1. Chance at a tennis ball, which nearly killed him, and cost more money than you want to know.
2. Both dogs got worms (TMI i know!)
3. I began having chronic wrist pain requiring the use of a splint all the time, (try changing a gross diaper in that!)
4. Roxy knocked the laptop on the floor nicking the finish.
5.I threw the laptop across the dining room making the top sit funny and it doesn't close quite right
6. My brand new expensive front loaders make my clothes stink, but i cant find mildew anywhere!
7. Blake busted red nailpolish all over my master bath, and bedroom carpet.
8. Roxy threw up and (....) all over the livingroom, staining the carpet.
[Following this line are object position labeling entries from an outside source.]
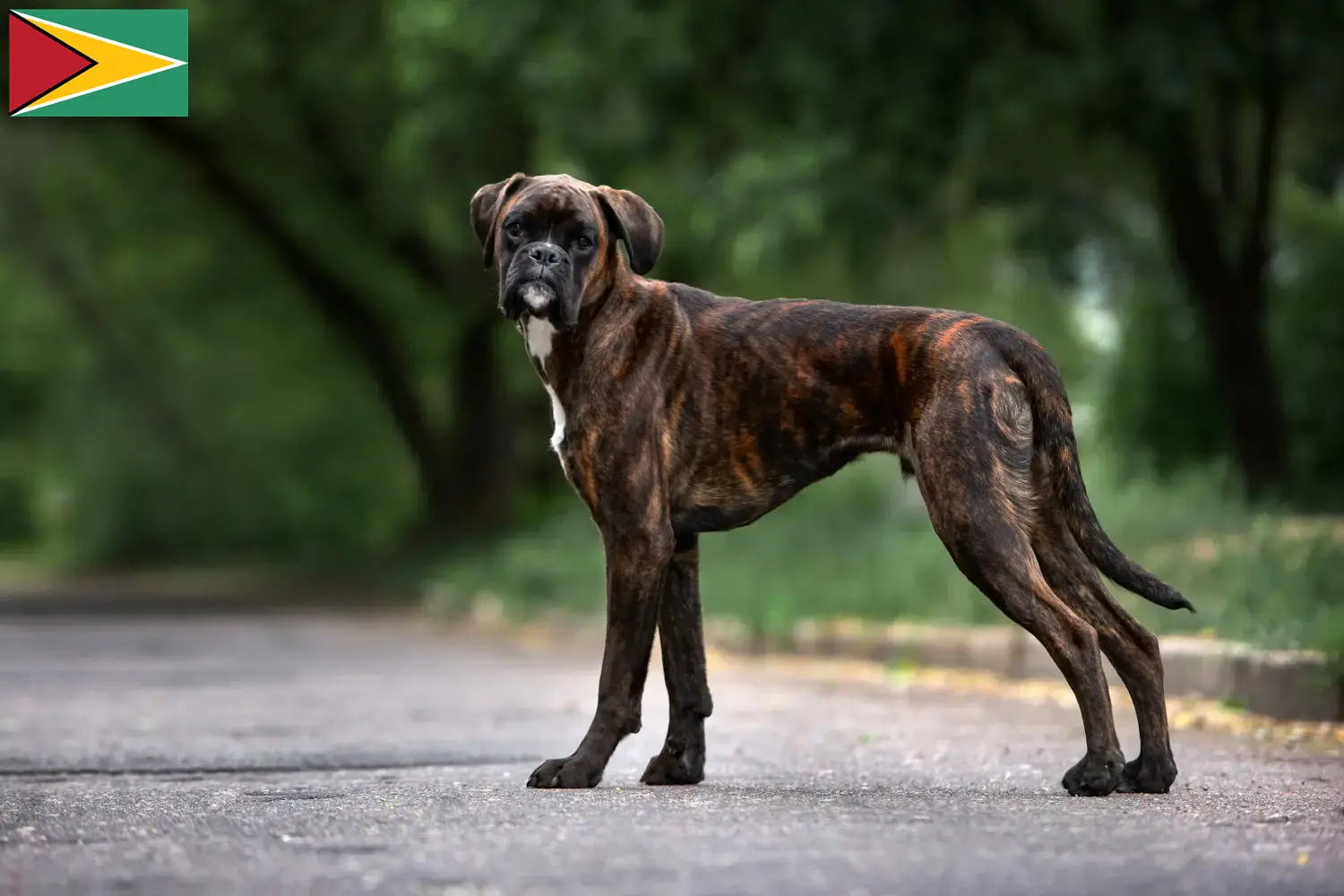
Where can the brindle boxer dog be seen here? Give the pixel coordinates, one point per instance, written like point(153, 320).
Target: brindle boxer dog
point(680, 413)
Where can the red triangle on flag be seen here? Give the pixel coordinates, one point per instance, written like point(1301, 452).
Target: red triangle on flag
point(38, 62)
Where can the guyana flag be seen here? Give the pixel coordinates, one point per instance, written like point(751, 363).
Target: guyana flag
point(99, 62)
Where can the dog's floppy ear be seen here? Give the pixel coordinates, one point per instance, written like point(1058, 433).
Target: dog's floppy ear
point(633, 220)
point(486, 210)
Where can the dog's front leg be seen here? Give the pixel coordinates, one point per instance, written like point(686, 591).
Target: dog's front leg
point(636, 570)
point(682, 635)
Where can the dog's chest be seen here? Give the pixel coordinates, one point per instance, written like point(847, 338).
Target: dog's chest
point(540, 341)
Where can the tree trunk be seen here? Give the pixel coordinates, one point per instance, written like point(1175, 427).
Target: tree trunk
point(1230, 300)
point(478, 443)
point(354, 322)
point(1238, 343)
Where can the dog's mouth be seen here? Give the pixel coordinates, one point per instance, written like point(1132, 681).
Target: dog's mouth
point(540, 301)
point(537, 297)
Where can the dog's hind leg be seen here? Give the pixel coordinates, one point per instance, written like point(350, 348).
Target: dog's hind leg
point(973, 466)
point(682, 637)
point(1131, 648)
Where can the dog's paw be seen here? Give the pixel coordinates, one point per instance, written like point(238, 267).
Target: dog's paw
point(1145, 775)
point(567, 774)
point(1094, 777)
point(675, 769)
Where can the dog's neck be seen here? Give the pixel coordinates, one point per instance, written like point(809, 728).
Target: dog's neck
point(559, 352)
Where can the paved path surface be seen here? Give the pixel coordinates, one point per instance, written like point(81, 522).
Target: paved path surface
point(351, 756)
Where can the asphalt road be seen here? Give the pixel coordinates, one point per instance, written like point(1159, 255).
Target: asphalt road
point(349, 756)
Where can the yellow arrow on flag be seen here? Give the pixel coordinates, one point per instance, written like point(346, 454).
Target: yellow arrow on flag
point(116, 62)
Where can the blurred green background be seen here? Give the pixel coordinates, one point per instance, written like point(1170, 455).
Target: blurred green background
point(261, 335)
9. Roxy chewed up the blinds. Three sets of expensive blinds.
10. Blake is cutting two teeth, and is very upset by it!
11. I got a flat tire that could not be repaired.
12. A dear friend from Whidbey passed away after a long and grueling battle with many health problems.
You know, now that I look at all that, it doesn't look as bad. Yes it is all bad, but through it all I am working on being faithful. I haven't even counted the times I have forced myself to sing "This is the day the Lord has made, I WILL rejoice and be glad in it", through my tears.
So in the spirit of faith and my journey, I will return to blogging. I have also started the study "Breaking Free" by Beth Moore. It is a study about release from bondage of any sort, whether you call it bondage, baggage, or crap.... we all have it, do you want to get rid of it?
I am very excited and have been diligently working on it.
"A Christian is held captive by anything that hinders the abundant and effective Spirit - filled life that God planned for her" - Beth Moore
Well let me tell you friends, I am sick of being afraid. Fear has always been my bondage. Not butterflies, but full on terror. No more, I am giving it to God. I AM DONE!
Getting out of the Navy is the scariest thing I have faced in awhile, because we are safe in our little bubble of paychecks and healthcare, a house, 2 cars, and an island full of wonderful friends. We are so blessed to go home to loving families, but the fear of employment, unemployment, and not being able to make ends meet would have been enough to throw me for a loop two years ago. Now, I know that the Lord will provide. As my very wise mother says "XYZ... is not my provider, God is my provider".
The United States Government is not my provider.
Navy Federal Bank is not my provider.
My debit card is not my provier...
God is. And he will.
i am so proud of you. i am just so, so proud of you.